The Aisle – Gianna Tricomi

Gianna Tricomi

From Ophelia’s Perspective

The weight of my once dry clothes pull against the ghostly pale of my skin, sinking me deeper and further from the light of the world that has now grown dark. My lungs no longer search for the air that prolonged this hallowed body of mine to exist in such sorrow; and I am at rest.

I have no fear of the deafening waters,
for the songs that once escaped my youthful lips are still a sound that soothe me to sleep. My feet begin to sink and my toes are welcomed into the sand where I am no longer floating in his
reckoning.

I’m weightless with every step I take towards a light far whiter than the dress I once saw myself wearing
for him, and I begin to walk down the aisle I thought one day would lead me to our promise of faithfulness.

The hands that used to hold a broken man together,
now gather a bouquet arranged for none other than myself.
A daisy for the innocence he took advantage of,
that he tore from my untainted hands.
A crocus for the youth of a soul,
a soul that knew no better than to continuously
devote herself to much less than a stone.
A snowdrop for the hope that kept an ignorant child tethered to him,
when everyone else told that child to let go.
A jonquil for the aching desire
that he would love my heart as I did his.
An aloe, the final flower, that rested in the heart of the bouquet,
that mirrored the grief each flower had brought me to.
The grief that drowned my lungs,
the grief that tainted my innocence,
aged my girlish heart,
cut every string of hope, every cry for joy, every last breath from my lungs.

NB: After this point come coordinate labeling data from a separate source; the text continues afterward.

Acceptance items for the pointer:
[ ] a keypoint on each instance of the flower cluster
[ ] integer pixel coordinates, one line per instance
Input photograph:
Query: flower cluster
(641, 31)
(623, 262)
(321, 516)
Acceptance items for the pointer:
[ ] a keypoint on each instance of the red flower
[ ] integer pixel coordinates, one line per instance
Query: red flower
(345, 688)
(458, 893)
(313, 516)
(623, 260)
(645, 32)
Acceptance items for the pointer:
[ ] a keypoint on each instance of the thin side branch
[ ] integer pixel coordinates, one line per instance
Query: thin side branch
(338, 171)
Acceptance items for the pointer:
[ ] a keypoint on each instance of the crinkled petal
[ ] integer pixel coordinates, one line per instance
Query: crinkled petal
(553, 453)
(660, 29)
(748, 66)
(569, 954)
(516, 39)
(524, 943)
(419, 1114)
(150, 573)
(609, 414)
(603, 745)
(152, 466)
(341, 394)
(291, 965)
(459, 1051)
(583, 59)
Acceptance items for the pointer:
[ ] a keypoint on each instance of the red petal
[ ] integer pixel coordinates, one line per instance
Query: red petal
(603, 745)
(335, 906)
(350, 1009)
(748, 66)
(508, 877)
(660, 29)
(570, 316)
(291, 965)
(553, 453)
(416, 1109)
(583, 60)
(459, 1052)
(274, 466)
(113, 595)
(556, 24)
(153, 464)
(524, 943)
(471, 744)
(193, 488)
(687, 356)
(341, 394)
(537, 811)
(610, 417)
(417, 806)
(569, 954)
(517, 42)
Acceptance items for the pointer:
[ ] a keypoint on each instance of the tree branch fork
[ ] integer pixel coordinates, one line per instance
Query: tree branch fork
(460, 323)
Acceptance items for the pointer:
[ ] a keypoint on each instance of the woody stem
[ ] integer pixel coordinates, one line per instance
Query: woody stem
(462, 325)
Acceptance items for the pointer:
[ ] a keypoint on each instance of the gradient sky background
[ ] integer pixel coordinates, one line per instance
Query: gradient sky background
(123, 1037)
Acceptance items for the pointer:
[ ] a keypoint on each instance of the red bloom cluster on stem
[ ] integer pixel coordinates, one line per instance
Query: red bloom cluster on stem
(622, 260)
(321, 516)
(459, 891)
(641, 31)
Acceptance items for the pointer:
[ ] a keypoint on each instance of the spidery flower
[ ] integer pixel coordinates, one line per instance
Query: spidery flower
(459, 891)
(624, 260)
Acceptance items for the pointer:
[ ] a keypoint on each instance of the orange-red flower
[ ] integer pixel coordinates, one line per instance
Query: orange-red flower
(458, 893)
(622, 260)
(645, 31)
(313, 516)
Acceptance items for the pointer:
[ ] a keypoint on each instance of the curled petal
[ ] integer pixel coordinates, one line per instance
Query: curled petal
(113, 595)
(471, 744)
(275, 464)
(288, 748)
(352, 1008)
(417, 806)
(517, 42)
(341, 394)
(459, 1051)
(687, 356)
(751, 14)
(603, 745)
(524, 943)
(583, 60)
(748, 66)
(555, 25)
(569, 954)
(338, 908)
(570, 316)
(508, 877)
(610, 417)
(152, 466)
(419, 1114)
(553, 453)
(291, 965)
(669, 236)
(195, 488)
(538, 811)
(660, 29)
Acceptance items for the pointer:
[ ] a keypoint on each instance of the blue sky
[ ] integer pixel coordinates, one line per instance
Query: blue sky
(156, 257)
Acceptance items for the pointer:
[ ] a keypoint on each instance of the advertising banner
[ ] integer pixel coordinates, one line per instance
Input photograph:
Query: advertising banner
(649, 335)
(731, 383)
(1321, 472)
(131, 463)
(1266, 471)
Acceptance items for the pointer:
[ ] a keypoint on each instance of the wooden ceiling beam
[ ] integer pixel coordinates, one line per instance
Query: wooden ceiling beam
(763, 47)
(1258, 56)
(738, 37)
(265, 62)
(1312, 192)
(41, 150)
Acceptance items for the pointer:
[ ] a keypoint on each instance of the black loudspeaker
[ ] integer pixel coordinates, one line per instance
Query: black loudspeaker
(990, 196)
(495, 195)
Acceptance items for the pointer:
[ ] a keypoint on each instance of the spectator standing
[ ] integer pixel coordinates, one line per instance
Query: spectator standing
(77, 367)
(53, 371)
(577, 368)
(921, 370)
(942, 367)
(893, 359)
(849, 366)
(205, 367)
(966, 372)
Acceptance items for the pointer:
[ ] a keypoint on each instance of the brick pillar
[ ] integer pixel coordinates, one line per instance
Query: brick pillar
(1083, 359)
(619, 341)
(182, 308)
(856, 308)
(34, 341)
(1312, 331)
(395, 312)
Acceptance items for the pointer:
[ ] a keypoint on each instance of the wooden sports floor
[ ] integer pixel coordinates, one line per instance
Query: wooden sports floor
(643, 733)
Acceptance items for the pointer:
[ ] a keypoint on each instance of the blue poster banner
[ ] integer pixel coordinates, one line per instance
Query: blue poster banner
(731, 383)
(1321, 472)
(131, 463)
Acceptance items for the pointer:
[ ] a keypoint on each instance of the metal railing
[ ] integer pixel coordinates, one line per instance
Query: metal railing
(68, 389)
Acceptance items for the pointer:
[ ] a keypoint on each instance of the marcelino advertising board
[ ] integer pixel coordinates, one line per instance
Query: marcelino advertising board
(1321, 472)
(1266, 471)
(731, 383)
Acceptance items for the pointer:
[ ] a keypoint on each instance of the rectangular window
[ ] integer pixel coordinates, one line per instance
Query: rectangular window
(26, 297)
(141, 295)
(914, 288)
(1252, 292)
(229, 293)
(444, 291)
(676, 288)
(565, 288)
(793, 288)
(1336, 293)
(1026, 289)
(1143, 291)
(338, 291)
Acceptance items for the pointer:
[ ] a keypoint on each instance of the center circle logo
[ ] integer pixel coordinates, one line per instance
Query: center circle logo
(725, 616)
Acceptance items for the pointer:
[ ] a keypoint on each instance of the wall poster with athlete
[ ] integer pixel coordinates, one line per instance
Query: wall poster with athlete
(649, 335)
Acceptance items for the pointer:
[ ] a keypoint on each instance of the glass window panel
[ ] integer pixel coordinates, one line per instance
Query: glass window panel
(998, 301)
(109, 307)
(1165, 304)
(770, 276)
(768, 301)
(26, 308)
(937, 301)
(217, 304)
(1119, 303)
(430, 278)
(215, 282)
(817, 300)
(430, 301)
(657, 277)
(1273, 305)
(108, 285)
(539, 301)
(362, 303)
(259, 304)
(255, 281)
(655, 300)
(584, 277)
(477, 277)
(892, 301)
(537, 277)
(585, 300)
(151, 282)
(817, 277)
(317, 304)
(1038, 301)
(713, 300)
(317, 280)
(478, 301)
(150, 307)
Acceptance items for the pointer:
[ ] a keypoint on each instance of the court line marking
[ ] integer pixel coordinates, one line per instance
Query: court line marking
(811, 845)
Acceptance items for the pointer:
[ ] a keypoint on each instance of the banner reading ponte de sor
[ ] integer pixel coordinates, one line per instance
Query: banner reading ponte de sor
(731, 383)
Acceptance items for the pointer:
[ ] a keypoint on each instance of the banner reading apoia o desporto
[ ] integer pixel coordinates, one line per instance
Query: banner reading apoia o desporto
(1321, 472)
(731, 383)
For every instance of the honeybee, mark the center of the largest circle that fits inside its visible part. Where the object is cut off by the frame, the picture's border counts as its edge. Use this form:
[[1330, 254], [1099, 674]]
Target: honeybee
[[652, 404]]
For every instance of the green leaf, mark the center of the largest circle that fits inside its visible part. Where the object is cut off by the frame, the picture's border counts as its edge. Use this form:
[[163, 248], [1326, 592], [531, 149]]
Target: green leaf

I realize these flowers are a gift from none other than the man himself, and the grief that brought me
down this aisle, strikes my hands as if the flowers had bitten them with poison.
I drop the bouquet into the sand, with my knees falling beside them;
Until a hand much bigger than mine,
with veins of a strong man, but the grip of a warm heart,
picks the bouquet up slow enough for my eyes to follow.
They trail their way up to the glowing figure of my late father,
a joy he too took from me,
and I realize the aisle was never a trail that my father would lead me down towards a man,
but for a man to lead me down towards my father.